La nominación al Oscar sería entonces la puerta de entrada a otras oportunidades fuera de su país. Aparte de las posteriores “El Club” (2015) y “Neruda” (2016) (una biografía poco exacta, pero indiscutiblemente original y estimulante), Larraín conquistó a productores y público internacional con “Jackie” (2016), la revisión de las horas posteriores de Jacqueline Kennedy al quedar viuda. Es una obra que destila elegancia y eficacia narrativa, pero que se presenta con una ligera frialdad frente a las más personalísimas obras del pasado del director. Es una película que luce ajena y ‘manoseada’; impecable en su empaque y,quizás, hasta políticamente correcta. Lo de ser una obra fría y poco personal (o sea, se le nota lo de ser encargo), le ocurre también a la más reciente revisión de la vida íntima de Lady Di.

Aparte de estas dos, Larraín también dirigió la miniserie de televisión de Apple TV “Lisey’sstory” (2021)protagonizada por Julianne Moore y Clive Owen y basada en la obra homónima del siempre adaptable Stephen King. Y en medio de toda esa participación internacional que parecía haber calmado aguas entre sus detractores ‘chilensis’, Larraín se lanzó a contar una historia con reggaetón y un casting mayoritariamente ajeno a la generación que solía retratar. Una película queer, una suerte de “premonición”.  Con “Ema” (2019), protagonizada por Mariana di Girolamo y Gael García Bernal (una vez más), huye del pasado para contar el presente a través de la mirada a la reconversión de la figura de familia en la “nueva” sociedad chilena y, sin quererlo, hace una (falsa) revisión de un convulso futuro en Chile. La película que es incendiaria, algo extremista y rabiosamente feminista, se rodó en Valparaíso durante el segundo semestre de 2018 y se estrenó mundialmente en 2019 en el Festival Internacional de Cine de Venecia (agosto).
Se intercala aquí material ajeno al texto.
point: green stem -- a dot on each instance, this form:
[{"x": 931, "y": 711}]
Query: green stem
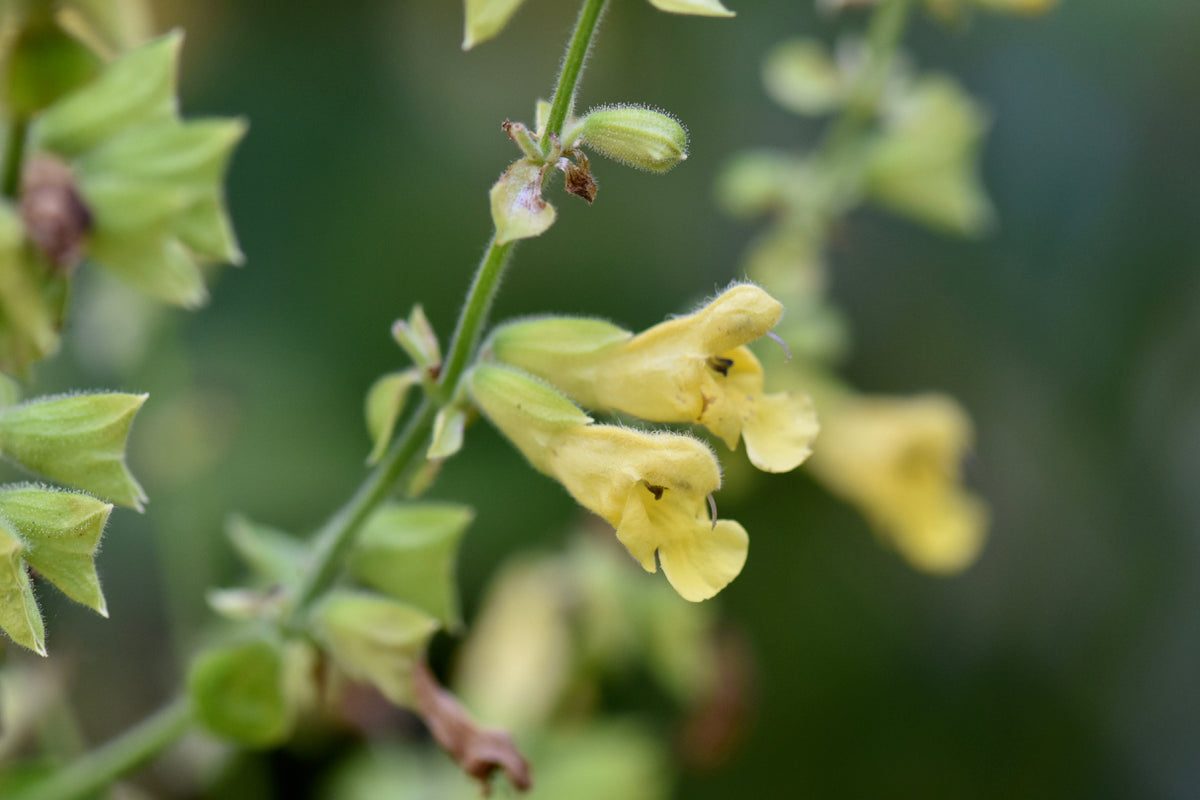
[
  {"x": 883, "y": 35},
  {"x": 573, "y": 66},
  {"x": 99, "y": 769},
  {"x": 13, "y": 156},
  {"x": 474, "y": 316},
  {"x": 336, "y": 536}
]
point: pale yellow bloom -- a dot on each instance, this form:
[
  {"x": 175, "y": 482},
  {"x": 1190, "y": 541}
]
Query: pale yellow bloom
[
  {"x": 899, "y": 461},
  {"x": 694, "y": 368},
  {"x": 652, "y": 487}
]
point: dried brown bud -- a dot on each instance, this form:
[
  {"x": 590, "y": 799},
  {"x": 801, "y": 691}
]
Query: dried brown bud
[
  {"x": 478, "y": 751},
  {"x": 579, "y": 175},
  {"x": 54, "y": 215}
]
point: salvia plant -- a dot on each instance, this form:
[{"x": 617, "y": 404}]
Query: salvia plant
[{"x": 103, "y": 170}]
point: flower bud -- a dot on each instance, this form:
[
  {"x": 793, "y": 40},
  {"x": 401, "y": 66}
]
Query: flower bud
[
  {"x": 59, "y": 534},
  {"x": 76, "y": 440},
  {"x": 517, "y": 208},
  {"x": 635, "y": 136}
]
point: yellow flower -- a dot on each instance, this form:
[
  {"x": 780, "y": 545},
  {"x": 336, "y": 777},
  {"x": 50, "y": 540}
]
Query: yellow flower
[
  {"x": 694, "y": 368},
  {"x": 899, "y": 461},
  {"x": 652, "y": 487}
]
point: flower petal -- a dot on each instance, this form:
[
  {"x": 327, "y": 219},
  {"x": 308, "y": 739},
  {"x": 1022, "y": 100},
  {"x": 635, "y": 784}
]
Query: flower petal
[
  {"x": 780, "y": 431},
  {"x": 701, "y": 566}
]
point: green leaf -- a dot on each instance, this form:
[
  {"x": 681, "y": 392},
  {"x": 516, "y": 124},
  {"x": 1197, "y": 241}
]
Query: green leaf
[
  {"x": 190, "y": 155},
  {"x": 76, "y": 440},
  {"x": 375, "y": 639},
  {"x": 19, "y": 615},
  {"x": 407, "y": 551},
  {"x": 239, "y": 693},
  {"x": 154, "y": 263},
  {"x": 60, "y": 534},
  {"x": 207, "y": 230},
  {"x": 517, "y": 208},
  {"x": 45, "y": 64},
  {"x": 925, "y": 166},
  {"x": 271, "y": 553},
  {"x": 123, "y": 204},
  {"x": 802, "y": 77},
  {"x": 486, "y": 18},
  {"x": 137, "y": 88},
  {"x": 384, "y": 404}
]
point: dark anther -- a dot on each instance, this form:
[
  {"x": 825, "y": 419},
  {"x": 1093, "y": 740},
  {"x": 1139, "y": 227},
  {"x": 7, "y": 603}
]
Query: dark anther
[{"x": 720, "y": 365}]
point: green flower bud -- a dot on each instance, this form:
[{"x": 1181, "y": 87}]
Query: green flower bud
[
  {"x": 137, "y": 88},
  {"x": 517, "y": 208},
  {"x": 375, "y": 639},
  {"x": 407, "y": 551},
  {"x": 239, "y": 693},
  {"x": 635, "y": 136},
  {"x": 60, "y": 534},
  {"x": 76, "y": 440}
]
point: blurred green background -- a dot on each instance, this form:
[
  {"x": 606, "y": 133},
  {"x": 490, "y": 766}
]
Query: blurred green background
[{"x": 1065, "y": 663}]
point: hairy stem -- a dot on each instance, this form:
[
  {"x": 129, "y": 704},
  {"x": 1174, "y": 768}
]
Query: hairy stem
[
  {"x": 573, "y": 66},
  {"x": 336, "y": 537},
  {"x": 13, "y": 156},
  {"x": 132, "y": 749}
]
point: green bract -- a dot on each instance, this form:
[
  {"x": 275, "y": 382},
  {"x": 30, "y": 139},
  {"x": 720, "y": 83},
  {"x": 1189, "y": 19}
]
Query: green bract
[
  {"x": 375, "y": 639},
  {"x": 407, "y": 551},
  {"x": 150, "y": 181},
  {"x": 239, "y": 692},
  {"x": 76, "y": 440},
  {"x": 517, "y": 208},
  {"x": 31, "y": 299},
  {"x": 58, "y": 534}
]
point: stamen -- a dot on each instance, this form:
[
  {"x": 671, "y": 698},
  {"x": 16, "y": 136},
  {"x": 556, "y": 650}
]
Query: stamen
[
  {"x": 720, "y": 365},
  {"x": 783, "y": 344}
]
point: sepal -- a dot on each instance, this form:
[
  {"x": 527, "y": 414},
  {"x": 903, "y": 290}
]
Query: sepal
[
  {"x": 407, "y": 552},
  {"x": 78, "y": 440}
]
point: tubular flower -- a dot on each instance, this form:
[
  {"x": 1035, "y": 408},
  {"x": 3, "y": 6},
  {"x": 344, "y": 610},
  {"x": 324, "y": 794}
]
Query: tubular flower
[
  {"x": 694, "y": 368},
  {"x": 899, "y": 461},
  {"x": 652, "y": 487}
]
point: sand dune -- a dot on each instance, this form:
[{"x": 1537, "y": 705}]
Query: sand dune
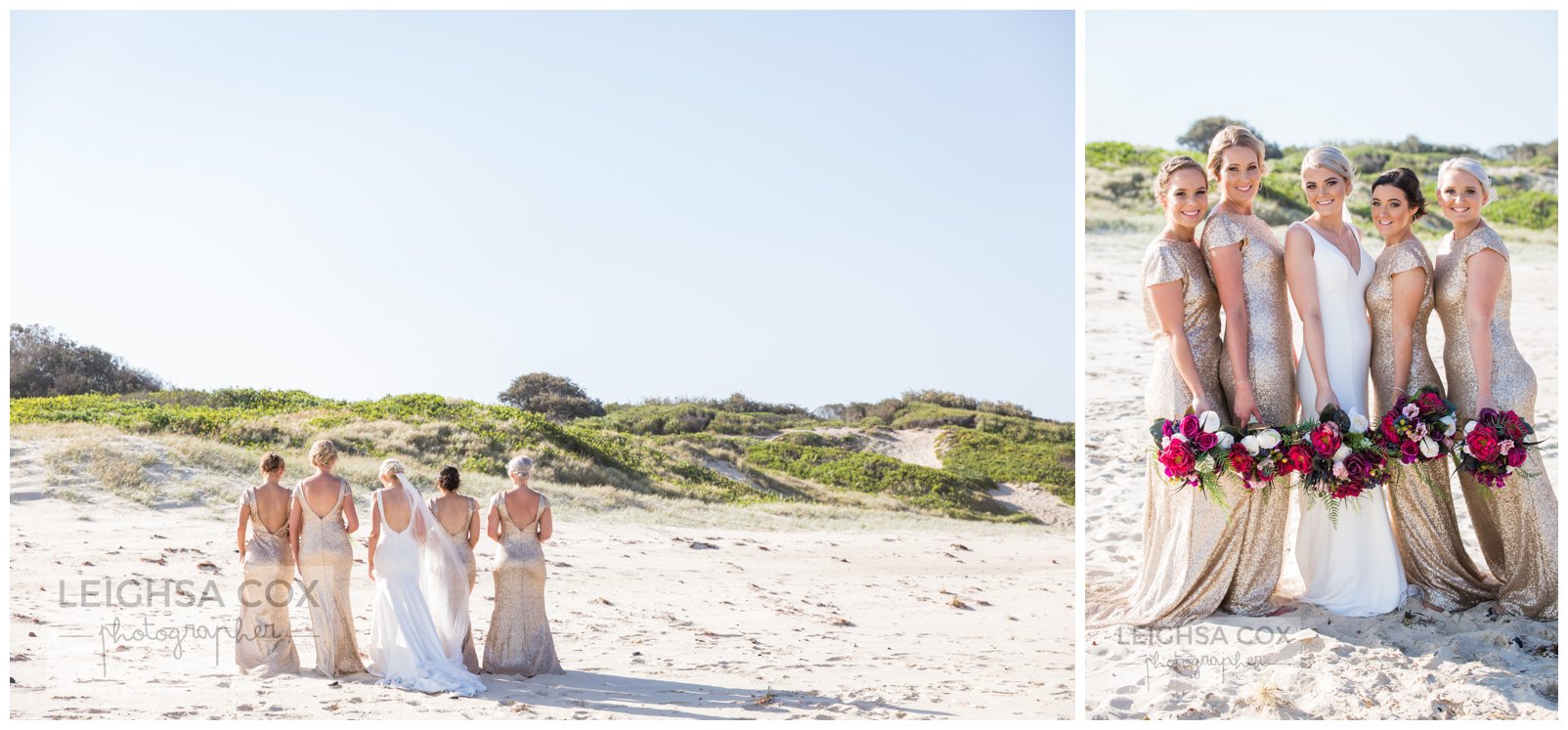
[
  {"x": 1412, "y": 663},
  {"x": 955, "y": 621}
]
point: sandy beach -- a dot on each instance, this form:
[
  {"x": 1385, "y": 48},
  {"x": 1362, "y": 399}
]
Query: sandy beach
[
  {"x": 1412, "y": 663},
  {"x": 654, "y": 616}
]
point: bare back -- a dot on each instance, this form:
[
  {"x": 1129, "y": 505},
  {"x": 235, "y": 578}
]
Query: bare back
[
  {"x": 322, "y": 493},
  {"x": 396, "y": 509},
  {"x": 522, "y": 501},
  {"x": 454, "y": 512},
  {"x": 272, "y": 506}
]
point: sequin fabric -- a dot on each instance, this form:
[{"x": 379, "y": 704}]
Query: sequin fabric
[
  {"x": 1421, "y": 500},
  {"x": 1189, "y": 548},
  {"x": 519, "y": 636},
  {"x": 264, "y": 641},
  {"x": 1271, "y": 363},
  {"x": 325, "y": 563},
  {"x": 1516, "y": 527}
]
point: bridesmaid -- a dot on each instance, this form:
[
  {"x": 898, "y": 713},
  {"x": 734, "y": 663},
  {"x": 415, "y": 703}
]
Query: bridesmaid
[
  {"x": 1189, "y": 548},
  {"x": 1258, "y": 370},
  {"x": 459, "y": 519},
  {"x": 1399, "y": 304},
  {"x": 319, "y": 535},
  {"x": 519, "y": 638},
  {"x": 264, "y": 639},
  {"x": 1474, "y": 291}
]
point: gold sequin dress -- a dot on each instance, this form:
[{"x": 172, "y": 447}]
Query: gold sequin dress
[
  {"x": 1271, "y": 361},
  {"x": 325, "y": 563},
  {"x": 1425, "y": 529},
  {"x": 1189, "y": 550},
  {"x": 264, "y": 641},
  {"x": 519, "y": 638},
  {"x": 459, "y": 539},
  {"x": 1516, "y": 527}
]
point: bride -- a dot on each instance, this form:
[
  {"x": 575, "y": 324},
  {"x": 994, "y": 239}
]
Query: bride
[
  {"x": 1350, "y": 569},
  {"x": 415, "y": 644}
]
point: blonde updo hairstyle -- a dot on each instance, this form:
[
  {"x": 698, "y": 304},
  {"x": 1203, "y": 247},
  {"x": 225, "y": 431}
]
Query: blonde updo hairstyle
[
  {"x": 1168, "y": 168},
  {"x": 1466, "y": 165},
  {"x": 1331, "y": 160},
  {"x": 391, "y": 467},
  {"x": 1235, "y": 137},
  {"x": 324, "y": 453}
]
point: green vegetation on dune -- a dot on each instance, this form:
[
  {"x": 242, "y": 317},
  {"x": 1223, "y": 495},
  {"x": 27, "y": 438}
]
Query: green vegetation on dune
[{"x": 659, "y": 449}]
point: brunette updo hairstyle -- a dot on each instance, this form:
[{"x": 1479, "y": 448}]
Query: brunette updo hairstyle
[
  {"x": 1407, "y": 182},
  {"x": 1168, "y": 168},
  {"x": 449, "y": 480}
]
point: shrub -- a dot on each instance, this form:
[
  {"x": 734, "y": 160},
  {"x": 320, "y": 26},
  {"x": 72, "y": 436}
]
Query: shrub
[
  {"x": 554, "y": 397},
  {"x": 46, "y": 363}
]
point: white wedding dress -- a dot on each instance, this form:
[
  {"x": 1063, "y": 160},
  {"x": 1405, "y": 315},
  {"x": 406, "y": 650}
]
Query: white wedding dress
[
  {"x": 415, "y": 644},
  {"x": 1352, "y": 569}
]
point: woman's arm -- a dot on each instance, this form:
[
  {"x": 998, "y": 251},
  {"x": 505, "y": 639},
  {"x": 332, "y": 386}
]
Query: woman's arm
[
  {"x": 1485, "y": 275},
  {"x": 245, "y": 519},
  {"x": 474, "y": 527},
  {"x": 295, "y": 522},
  {"x": 375, "y": 537},
  {"x": 1225, "y": 264},
  {"x": 1167, "y": 299},
  {"x": 1410, "y": 287},
  {"x": 350, "y": 512},
  {"x": 1300, "y": 275}
]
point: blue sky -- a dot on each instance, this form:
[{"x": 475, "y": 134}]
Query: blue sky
[
  {"x": 1457, "y": 77},
  {"x": 806, "y": 207}
]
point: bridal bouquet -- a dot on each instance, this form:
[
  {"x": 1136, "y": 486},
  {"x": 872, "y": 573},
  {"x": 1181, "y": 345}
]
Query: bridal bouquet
[
  {"x": 1344, "y": 459},
  {"x": 1419, "y": 426},
  {"x": 1194, "y": 450},
  {"x": 1495, "y": 446},
  {"x": 1263, "y": 454}
]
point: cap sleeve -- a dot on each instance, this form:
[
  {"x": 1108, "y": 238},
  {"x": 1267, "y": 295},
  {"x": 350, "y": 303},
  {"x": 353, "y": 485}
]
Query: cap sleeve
[
  {"x": 1222, "y": 231},
  {"x": 1405, "y": 257},
  {"x": 1162, "y": 265},
  {"x": 1485, "y": 238}
]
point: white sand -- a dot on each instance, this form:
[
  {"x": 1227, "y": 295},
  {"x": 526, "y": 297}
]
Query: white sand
[
  {"x": 1308, "y": 663},
  {"x": 648, "y": 621}
]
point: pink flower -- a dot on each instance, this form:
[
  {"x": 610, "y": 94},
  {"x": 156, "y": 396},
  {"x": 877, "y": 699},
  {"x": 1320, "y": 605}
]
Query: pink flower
[{"x": 1482, "y": 442}]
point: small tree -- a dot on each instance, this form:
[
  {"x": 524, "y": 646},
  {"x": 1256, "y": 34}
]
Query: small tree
[
  {"x": 46, "y": 363},
  {"x": 1203, "y": 130},
  {"x": 552, "y": 397}
]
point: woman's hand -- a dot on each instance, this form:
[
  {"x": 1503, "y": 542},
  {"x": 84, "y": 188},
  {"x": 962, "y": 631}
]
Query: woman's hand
[
  {"x": 1201, "y": 403},
  {"x": 1326, "y": 398},
  {"x": 1245, "y": 406}
]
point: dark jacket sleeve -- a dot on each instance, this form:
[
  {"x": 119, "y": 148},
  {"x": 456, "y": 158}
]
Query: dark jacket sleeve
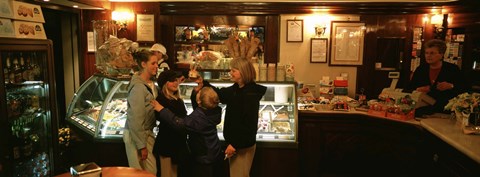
[{"x": 167, "y": 116}]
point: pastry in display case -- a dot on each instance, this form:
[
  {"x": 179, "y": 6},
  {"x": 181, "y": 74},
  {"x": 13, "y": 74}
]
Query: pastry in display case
[
  {"x": 99, "y": 108},
  {"x": 277, "y": 117}
]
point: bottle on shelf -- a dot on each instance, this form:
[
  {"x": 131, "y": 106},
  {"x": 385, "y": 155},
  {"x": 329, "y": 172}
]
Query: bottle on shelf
[
  {"x": 23, "y": 68},
  {"x": 17, "y": 71},
  {"x": 17, "y": 142},
  {"x": 6, "y": 69}
]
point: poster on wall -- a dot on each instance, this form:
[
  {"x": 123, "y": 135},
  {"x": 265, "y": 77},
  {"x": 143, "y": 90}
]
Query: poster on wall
[
  {"x": 145, "y": 27},
  {"x": 347, "y": 40},
  {"x": 318, "y": 50},
  {"x": 294, "y": 30}
]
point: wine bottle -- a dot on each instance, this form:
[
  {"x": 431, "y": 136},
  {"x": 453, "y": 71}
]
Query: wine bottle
[
  {"x": 31, "y": 75},
  {"x": 16, "y": 142},
  {"x": 6, "y": 69},
  {"x": 17, "y": 71},
  {"x": 27, "y": 144},
  {"x": 36, "y": 68}
]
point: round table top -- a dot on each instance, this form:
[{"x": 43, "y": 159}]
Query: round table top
[{"x": 118, "y": 172}]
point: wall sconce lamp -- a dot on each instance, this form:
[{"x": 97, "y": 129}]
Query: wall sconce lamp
[
  {"x": 121, "y": 18},
  {"x": 437, "y": 21}
]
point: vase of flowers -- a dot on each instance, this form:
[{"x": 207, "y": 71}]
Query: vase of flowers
[{"x": 466, "y": 108}]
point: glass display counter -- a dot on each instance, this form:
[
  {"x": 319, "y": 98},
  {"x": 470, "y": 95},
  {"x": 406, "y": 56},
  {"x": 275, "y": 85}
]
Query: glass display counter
[
  {"x": 99, "y": 108},
  {"x": 277, "y": 112}
]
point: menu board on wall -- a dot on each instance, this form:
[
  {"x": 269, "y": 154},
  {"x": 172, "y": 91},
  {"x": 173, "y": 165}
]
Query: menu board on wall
[{"x": 145, "y": 27}]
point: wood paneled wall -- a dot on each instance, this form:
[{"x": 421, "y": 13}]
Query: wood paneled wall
[{"x": 383, "y": 20}]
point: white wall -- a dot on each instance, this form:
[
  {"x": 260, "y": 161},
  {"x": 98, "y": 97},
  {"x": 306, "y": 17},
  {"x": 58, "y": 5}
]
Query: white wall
[{"x": 298, "y": 53}]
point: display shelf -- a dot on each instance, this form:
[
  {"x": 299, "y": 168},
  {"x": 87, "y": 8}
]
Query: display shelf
[{"x": 277, "y": 123}]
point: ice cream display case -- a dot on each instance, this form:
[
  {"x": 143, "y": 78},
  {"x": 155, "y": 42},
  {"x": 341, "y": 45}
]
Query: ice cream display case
[
  {"x": 99, "y": 108},
  {"x": 278, "y": 113}
]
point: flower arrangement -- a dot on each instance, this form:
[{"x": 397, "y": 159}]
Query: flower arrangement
[{"x": 465, "y": 103}]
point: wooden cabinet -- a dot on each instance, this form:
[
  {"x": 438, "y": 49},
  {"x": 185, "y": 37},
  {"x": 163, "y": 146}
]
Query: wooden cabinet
[
  {"x": 359, "y": 145},
  {"x": 448, "y": 161}
]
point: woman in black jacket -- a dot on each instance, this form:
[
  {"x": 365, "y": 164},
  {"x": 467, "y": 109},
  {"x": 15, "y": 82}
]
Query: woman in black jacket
[
  {"x": 170, "y": 144},
  {"x": 439, "y": 79},
  {"x": 241, "y": 115}
]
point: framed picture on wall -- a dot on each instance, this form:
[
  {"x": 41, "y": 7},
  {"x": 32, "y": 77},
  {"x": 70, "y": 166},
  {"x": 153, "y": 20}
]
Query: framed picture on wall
[
  {"x": 318, "y": 50},
  {"x": 347, "y": 41},
  {"x": 294, "y": 30},
  {"x": 146, "y": 27}
]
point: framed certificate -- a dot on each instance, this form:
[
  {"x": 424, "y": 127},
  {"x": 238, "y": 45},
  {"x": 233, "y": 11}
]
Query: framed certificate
[
  {"x": 347, "y": 40},
  {"x": 145, "y": 27},
  {"x": 318, "y": 50},
  {"x": 294, "y": 30}
]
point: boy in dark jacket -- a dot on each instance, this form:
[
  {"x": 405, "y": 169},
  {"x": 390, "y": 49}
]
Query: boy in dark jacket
[{"x": 201, "y": 127}]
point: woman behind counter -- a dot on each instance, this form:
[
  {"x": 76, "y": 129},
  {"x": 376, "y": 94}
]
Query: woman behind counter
[
  {"x": 138, "y": 134},
  {"x": 241, "y": 115},
  {"x": 439, "y": 79}
]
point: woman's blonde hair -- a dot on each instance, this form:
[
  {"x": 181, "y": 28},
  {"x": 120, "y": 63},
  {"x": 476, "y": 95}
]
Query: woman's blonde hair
[
  {"x": 168, "y": 94},
  {"x": 246, "y": 69},
  {"x": 207, "y": 98}
]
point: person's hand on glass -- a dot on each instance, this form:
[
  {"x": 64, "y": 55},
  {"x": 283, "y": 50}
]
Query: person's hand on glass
[
  {"x": 143, "y": 153},
  {"x": 156, "y": 105},
  {"x": 230, "y": 151},
  {"x": 424, "y": 89},
  {"x": 193, "y": 75},
  {"x": 442, "y": 86}
]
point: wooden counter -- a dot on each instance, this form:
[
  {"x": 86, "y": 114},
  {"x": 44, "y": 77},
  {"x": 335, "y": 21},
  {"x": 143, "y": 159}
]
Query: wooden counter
[
  {"x": 332, "y": 141},
  {"x": 118, "y": 172}
]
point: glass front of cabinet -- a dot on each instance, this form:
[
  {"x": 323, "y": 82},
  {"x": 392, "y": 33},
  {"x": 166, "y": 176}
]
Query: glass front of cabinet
[
  {"x": 100, "y": 107},
  {"x": 277, "y": 112},
  {"x": 27, "y": 106}
]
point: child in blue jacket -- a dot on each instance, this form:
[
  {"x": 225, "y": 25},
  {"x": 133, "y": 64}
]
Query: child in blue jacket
[{"x": 201, "y": 125}]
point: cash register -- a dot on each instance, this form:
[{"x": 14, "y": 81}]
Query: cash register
[{"x": 421, "y": 99}]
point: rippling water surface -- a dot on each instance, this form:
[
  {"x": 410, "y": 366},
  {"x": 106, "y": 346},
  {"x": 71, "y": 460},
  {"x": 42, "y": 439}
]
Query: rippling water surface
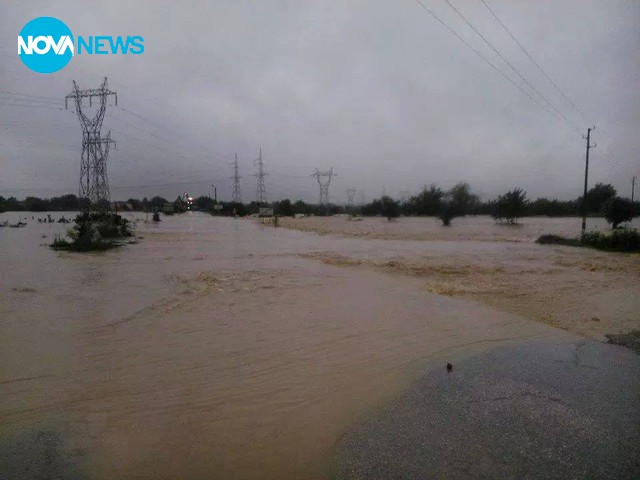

En octubre del mismo 2019, estalló la manifestación social en Chile que incluyó, como en la película, incendios y disturbios en Valparaíso. Y así como en la película, también hubo un estallido feminista que sigue sin dejar indiferente a nadie y el protagonismo y liderazgo de una generación nacida y educada en el nuevo siglo que se manifiesta sin puntos medios. Nada de tibiezas, diríamos en Colombia. “En nuestra cultura se advirtieron ciertas señales, aunque en ningún caso yo lo vi venir. No tuve la premonición. Al igual que el resto de Chile, yo desperté ese día. Puede que haya conexiones desde la película, en su manera de encarar la sociedad con elementos como el fuego, pero porque esa generación es así. Chile se movió de manera colectiva, no puedo arrogarme nada”, respondía el director al diario El País, a propósito de preguntas que hablaban de premonición. En la misma entrevista hacía ver, además, que “solo entiende el cine como una bola de fuego”.

Quizás, el que nació en cuna de oro, con privilegios ajenos al chileno y la chilena promedio, vuelva a despertar amarguras y críticas en su propio país. Junto a Netflix prepara su próxima película, que probablemente y se estrene este mismo año, a propósito de la conmemoración que se hará por los 50 años desde aquel 11 de septiembre de 1973, cuando a conservadores, “milicos” y gente asustada con el gobierno socialista se le hizo fácil hacerle la venia a una dictadura que se estableció por casi 17 años. La nueva película tiene por título “El Conde”, una comedia negra con elementos históricos que gira en torno al dictador, reconvertido en un vampiro de 250 años. ¡El salseo que se va a armar! Personalmente no me aguanto las ganas de verla. Amanecerá y veremos con esa auténtica bola de fuego.